2026-03-05

What is a Linear Relationship

A linear relationship means that as one variable increases, the other variable changes at a constant rate.

Examples: Height vs Weight, Miles Driven vs Gas Used, Tree Girth vs Tree Volume

Scatterplot in R with Trees Data

We can use the built-in trees dataset, with measurements of 31 trees.

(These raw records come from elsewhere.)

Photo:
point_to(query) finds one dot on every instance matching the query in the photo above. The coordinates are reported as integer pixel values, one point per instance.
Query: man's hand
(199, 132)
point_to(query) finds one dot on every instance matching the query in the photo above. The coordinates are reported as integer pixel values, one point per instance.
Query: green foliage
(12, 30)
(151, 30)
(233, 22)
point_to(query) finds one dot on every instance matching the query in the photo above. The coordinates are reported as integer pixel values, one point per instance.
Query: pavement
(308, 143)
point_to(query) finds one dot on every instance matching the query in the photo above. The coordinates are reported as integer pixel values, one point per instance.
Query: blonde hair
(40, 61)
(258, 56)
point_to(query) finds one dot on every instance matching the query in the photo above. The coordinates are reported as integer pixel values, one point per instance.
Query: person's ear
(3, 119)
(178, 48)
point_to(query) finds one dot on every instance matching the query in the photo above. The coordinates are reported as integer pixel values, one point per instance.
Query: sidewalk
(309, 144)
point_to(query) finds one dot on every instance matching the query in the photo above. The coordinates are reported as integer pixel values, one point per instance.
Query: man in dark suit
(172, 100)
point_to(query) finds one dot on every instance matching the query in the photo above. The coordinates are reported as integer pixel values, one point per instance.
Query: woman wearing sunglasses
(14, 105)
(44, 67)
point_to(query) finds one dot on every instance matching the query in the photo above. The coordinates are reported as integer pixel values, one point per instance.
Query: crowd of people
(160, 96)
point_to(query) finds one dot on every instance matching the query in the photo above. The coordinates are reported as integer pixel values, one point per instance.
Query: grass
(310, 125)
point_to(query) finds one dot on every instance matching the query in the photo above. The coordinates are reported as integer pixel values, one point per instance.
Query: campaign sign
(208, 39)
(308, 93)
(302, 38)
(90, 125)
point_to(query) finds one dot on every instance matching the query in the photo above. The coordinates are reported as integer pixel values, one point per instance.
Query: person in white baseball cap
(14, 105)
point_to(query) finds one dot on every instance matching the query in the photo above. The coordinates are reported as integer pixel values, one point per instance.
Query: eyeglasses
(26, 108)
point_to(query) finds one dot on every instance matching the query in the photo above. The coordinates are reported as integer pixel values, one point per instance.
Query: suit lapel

Using a linear relationship, we can visualize relationships like: Volume vs Girth and Volume vs Height

Volume vs Girth

plot(trees$Girth, trees$Volume, xlab = "Girth", ylab = "Volume", 
     main = "Trees: Volume vs Girth")

Volume vs Height

plot(trees$Height, trees$Volume, xlab = "Height", ylab = "Volume", 
     main = "Trees: Volume vs Height")

What is Linear Regression

Linear regression finds the best straight line that predicts Y from X. We model:

Regression Model

The simple linear regression equation is

\[Y = \beta_0 + \beta_1 X + \epsilon\]

where \(Y\) = dependent variable

\(X\) = independent variable

\(\beta_0\) = intercept

\(\beta_1\) = slope

\(\epsilon\) = random error

Interpreting the Equation

The slope coefficient tells us how \(Y\) changes when \(X\) increases.

If \[ \beta_1 > 0 \]

then \(Y\) increases as \(X\) increases.

If \[ \beta_1 < 0 \]

then \(Y\) decreases as \(X\) increases.

ggplot Regression Line

Least Squares Method

The regression line is found by minimizing the sum of squared residuals.

\[ \min_{\beta_0,\beta_1} \sum_{i=1}^{n} (y_i - \hat{y}_i)^2 \]

Residual for each point:

\[ e_i = y_i - \hat{y}_i \]

Application

Linear regression is widely used in biology. Example: relationship between Petal Length and Sepal Length.